気候変動など環境分野に取り組む国際NGOのCDPは、「COSTING THE EARTH – CLIMATE DAMAGE COSTS AND GDP」と題したレポートで、気候変動が引き起こすGDP成長率の減少や損害について報告している。
調査はパリ協定に沿った2度目標が達成されるシナリオ(2度シナリオ)と2100年までに4度の気温上昇が起きるシナリオ(参照シナリオ)という2つのシナリオを対象として、英ユニバーシティ・カレッジ・ロンドン(UCL)が実施している。
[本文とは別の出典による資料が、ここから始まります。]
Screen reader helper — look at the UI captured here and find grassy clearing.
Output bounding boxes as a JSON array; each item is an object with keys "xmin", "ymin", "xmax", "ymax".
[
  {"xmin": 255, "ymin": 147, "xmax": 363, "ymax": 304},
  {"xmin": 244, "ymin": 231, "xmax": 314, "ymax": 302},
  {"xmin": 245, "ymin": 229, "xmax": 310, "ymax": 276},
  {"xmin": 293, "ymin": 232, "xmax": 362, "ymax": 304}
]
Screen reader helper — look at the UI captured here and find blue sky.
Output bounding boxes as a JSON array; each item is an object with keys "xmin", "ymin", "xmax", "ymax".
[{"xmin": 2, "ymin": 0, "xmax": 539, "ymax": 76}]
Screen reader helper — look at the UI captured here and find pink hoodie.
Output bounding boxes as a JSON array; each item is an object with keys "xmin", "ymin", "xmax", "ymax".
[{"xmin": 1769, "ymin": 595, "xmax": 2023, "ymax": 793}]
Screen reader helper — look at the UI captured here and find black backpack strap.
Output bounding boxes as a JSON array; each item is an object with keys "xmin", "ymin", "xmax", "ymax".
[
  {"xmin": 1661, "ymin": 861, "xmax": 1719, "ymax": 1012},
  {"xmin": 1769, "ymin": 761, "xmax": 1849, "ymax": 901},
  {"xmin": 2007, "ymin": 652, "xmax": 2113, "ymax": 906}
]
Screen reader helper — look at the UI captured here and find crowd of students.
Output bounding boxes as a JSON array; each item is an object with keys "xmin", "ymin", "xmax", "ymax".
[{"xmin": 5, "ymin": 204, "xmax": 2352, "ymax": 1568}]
気候変動によるGDPへの影響の測定は単一モデルによる評価には限界があることから、本調査では3つの異なるモデルが使用された。
調査では、2050年までに両シナリオでGDP成長率が10%減少、参照シナリオでは2100年時点で25%減少することが判明したことから、2度シナリオと参照シナリオのどちらのケースにおいても早急に電化への取り組みを進め、炭素除去技術を確立していくことが求められる結果となった。
また、気候変動による年間の損害は、最終的に参照シナリオが31.2兆米ドルに達し、2度シナリオの1.8兆米ドルの17倍になると推定されている。2度シナリオの場合、2075年までに損害はピークを迎え横ばいとなるのに対し、参照シナリオでは同時期には2度シナリオの3倍の損害に達し、2100年を境に急上昇していくシミュレーションとなっている。損害を緩和するためには、2度シナリオのケースでも年間約7兆米ドルのコストが必要になる試算だ。
気候変動緩和に向けた対策を取らない参照シナリオでは、GDP成長率の一層の減少とさまざまなコストが発生することが判明した本調査。レポートでは、適切な政策措置によってこうしたコストが「はるかに低くなる」とされており、政策立案者に早急な対応を求めている。また、こうした政策を待つだけではなく、気候変動の影響を受ける企業や金融システムは気候変動緩和に向けた投資を積極的に取り組む必要があるとしてレポートは締めくくられている。